The second issue, dealing with Macromedia’s support of Flash Resources, is becomeing less of an issue. Macromedia has brought out a number of Flash related blogs this year and the DesDev center is fantastic. I really don’t see any business reason from their perspective to handle this in any other way. Macromedia is not responsible if a Flash resource site owner decides to drop off the face of the planet. But with their employee blogs we know that at least some resources are pretty certain to stick around.

CHris

I’d like to add a bit more to that last comment.
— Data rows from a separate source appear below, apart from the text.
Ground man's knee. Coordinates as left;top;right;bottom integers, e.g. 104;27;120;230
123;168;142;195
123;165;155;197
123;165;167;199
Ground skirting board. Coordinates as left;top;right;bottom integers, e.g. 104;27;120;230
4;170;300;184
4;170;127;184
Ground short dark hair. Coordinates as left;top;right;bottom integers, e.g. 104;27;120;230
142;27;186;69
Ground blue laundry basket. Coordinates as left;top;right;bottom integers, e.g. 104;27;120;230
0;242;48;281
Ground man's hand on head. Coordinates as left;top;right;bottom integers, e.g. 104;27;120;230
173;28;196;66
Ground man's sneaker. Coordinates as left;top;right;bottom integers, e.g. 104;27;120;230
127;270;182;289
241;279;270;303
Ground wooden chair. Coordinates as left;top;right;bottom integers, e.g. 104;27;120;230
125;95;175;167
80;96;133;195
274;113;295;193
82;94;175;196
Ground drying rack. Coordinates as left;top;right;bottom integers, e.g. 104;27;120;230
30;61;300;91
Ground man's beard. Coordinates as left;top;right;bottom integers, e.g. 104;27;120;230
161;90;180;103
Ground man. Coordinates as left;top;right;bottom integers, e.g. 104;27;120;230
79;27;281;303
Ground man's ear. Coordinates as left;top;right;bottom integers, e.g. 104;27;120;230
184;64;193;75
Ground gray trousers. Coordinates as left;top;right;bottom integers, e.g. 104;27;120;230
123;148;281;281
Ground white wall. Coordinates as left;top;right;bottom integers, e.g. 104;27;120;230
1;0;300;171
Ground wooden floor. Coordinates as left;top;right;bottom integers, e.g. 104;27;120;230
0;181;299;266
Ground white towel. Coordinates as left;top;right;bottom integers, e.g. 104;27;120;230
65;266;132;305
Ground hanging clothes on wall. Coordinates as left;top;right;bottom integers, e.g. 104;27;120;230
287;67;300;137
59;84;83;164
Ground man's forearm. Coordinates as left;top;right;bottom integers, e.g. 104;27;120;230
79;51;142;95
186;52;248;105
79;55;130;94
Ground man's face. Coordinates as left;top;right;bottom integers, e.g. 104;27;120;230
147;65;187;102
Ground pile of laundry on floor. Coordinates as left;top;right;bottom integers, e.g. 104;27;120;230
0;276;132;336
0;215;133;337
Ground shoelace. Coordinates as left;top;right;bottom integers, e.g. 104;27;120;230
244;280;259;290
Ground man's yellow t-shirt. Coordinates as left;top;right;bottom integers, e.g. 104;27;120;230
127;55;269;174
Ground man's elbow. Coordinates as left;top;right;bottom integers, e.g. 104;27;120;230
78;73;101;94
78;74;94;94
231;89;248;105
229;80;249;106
I’m not saying that Flash resource site owners who stop publishing are in some way irresponsible, it’s just that life happens. They might be busy or they might be exploring other interests. That’s what happens. There’s no fault in that.

This past year I saw the retirement of a number of bloggers I’ve been reading for years. Some others switched the focus of their blogs. Either way I’ve always been happy to find new blogs take their place, and new interests shift mine to new blogs also.

To the Flash resource sites that I enjoyed in the past I wish the best of luck to their publishers. I know how hard it is to pull away from a site but in the end you’ve got to do what’s best for you.

I notice also that Macromedia has pushed hard for the idea of selling components (I mentioned this back when the DRK came out), and now I see a lot of people unwilling to share their code, and even fewer people who have made it rich off of selling components. The communities thrive off of people being willing to share their knowledge – for the most part, Macromedia’s blogs and DesDev are a one-to-many communication method. Even blogs with comments fields are directed conversation – most other things are directed to the ephemeral “wishlist”.

However (not to gloat), but Flashkit is still up and active and running strong with their funding from Internet.com, and the influx of members who have come from Were-Here have been welcome with open arms (those who didn’t already have dual-membership :D).